Trump administration planning emergency aid to farmers affected by tariffs

Trump administration planning emergency aid to farmers affected by tariffs

Trump administration planning emergency aid to farmers affected by tariffs

The Trump administration readied a plan Tuesday to send billions in emergency aid to farmers who have been caught in the crossfire of President Donald Trump's trade disputes with China and other USA trading partners. This aid package can be authorized without congressional approval because it uses the Department of Agriculture's Commodity Credit Corporation, a Depression-era program authorized to borrow up to $30 billion in order to "stabilize, support, and protect farm income and prices".

The White House has searched for months for a way to provide emergency assistance to farmers without backing down on Trump's trade agenda, and the new program will extend roughly $12 billion through three different mechanisms run by the Department of Agrigulture.

While promoting the worldwide negations, Mr. Trump praised his hard-line trade strategy, saying slapping tariffs if the U.S.is treated unfairly is "simple".
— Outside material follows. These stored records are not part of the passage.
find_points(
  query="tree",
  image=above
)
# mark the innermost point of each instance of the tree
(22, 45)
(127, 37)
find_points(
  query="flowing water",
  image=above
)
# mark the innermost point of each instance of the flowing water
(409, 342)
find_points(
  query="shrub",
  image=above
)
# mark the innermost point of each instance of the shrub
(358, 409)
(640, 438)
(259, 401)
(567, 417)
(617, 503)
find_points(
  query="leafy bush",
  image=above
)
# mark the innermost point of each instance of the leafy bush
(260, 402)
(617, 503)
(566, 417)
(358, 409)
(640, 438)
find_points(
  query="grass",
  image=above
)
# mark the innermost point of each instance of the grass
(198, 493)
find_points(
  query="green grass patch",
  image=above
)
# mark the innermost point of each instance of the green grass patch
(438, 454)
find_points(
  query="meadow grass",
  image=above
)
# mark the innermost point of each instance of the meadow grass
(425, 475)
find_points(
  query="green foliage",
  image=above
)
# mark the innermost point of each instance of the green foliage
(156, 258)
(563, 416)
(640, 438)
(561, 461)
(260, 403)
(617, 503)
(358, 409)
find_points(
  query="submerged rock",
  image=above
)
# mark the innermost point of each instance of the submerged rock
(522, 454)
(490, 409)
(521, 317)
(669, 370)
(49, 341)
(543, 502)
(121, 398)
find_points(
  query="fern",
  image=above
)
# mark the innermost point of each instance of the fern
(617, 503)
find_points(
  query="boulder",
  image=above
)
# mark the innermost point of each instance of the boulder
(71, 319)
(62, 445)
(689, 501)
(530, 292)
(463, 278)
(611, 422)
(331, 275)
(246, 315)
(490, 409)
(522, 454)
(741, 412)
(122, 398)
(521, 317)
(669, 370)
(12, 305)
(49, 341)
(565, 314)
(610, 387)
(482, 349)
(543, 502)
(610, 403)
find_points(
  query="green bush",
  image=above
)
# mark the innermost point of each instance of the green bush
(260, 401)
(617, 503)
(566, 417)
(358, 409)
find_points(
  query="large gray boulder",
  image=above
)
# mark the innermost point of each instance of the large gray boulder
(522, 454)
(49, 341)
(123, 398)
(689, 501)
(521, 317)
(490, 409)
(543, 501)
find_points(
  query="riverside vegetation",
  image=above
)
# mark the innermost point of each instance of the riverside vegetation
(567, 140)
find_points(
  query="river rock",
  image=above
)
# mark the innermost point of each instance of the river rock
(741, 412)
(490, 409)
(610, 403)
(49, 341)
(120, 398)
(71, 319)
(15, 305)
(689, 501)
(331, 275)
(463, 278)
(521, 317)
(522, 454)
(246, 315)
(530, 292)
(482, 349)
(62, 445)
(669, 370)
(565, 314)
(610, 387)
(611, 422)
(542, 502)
But the plan magnified objections among many Republicans that the tariffs amount to taxes on American consumers. "Farmers need contracts, not compensation, so they can create stability and plan for the future", said the group's executive director, Brian Kuehl.
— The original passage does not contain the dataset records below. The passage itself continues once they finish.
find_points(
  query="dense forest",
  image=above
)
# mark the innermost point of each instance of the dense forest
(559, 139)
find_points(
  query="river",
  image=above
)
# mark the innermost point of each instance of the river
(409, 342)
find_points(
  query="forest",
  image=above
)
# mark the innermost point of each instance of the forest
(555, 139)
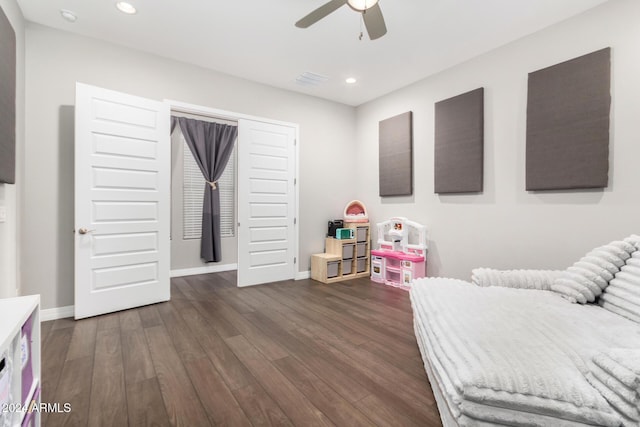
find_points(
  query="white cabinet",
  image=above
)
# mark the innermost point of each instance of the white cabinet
(20, 361)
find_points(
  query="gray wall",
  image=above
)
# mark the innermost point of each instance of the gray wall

After Trump announced plans to impose $50 billion in tariffs on Chinese imports, Beijing retaliated with plans to impose tariffs on a range of agricultural products from the U.S. including soybeans, grains, meats and dairy products.


During a Monday event at the White House featuring American-made goods, Trump displayed a green hat that read, "Make Our Farmers Great Again".

His comments come as the president is engaged in tough talk on trade with China, Canada and many European nations.

The imposition of punishing tariffs on imported goods has been a favoured tactic by Trump, but it has prompted USA partners to retaliate, creating risks for the economy. The U.S. and European allies have been at odds over the president's tariffs on steel imports and are meeting as the trade dispute threatens to spread to automobile production. "The fact that other countries are bad at economics-and harm their own people with tariffs and other protectionist schemes-does not justify our own economic incompetence". Additionally, the product's final assembly or processing must have taken place in the US. "This is the way it's going to go - make our farmers great again".

On Wednesday, European Commission President Jean-Claude Juncker will meet with Trump at the White House to discuss a "wide range of issues" - a week after the president referred to the European Union as "a foe".